人の想いとは、複雑で、ときには神をも動かす強さを持っていることを。
それは決して、人では無い自分たちには持ち得ないものだと言うことを。
「理紗」
「ん、何?六合」
だから、自分は。
「春になったら花見に行こう。桜でも、桃でも」
“先”が有ると確かめたくて“約束”を作る。
彼女は絶対に約束を違えない人だから。
「――良いですね。では夏になりましたら、螢を見に参りましょう」
「となると、秋は月見ですね。そして冬になって雪が降れば、また私が雪合戦のための結界を張りましょう」
六合に続けて“約束”を求めた天后と太裳に、理紗は目を丸くしたが、すぐに嬉しそうに笑った。
「ふふっ、今日初雪が降ったばかりなのに、みんな気が早いわ」
袂で口を覆って、ほんの一瞬、悲しそうな顔をして、でもすぐにまた嬉しそうに笑って。
「・・・お花見は、梅を見に行きたいな。白河の方に良い場所があるって雑鬼たちが教えてくれたの。

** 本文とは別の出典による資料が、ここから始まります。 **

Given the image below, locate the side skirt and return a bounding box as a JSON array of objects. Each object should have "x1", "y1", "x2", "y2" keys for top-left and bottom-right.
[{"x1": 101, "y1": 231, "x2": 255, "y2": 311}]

螢は貴船に見に行きたい。お月見をするなら、屋根の上でしたいわ。でもひとりでは登れないから、連れて上がってもらってもいい?」
だから、小さな小さな、我が儘とも言えない、小さな彼女の要望を。
「ああ、もちろんだ」
一つとして漏らすこと無く、叶えたいのだ。
「―――うん、ありがとう。
ふふっ、今から楽しみだわ。まだまだ先の話なのに」
花のように笑う理紗に、ただ、そのままでいて欲しいから。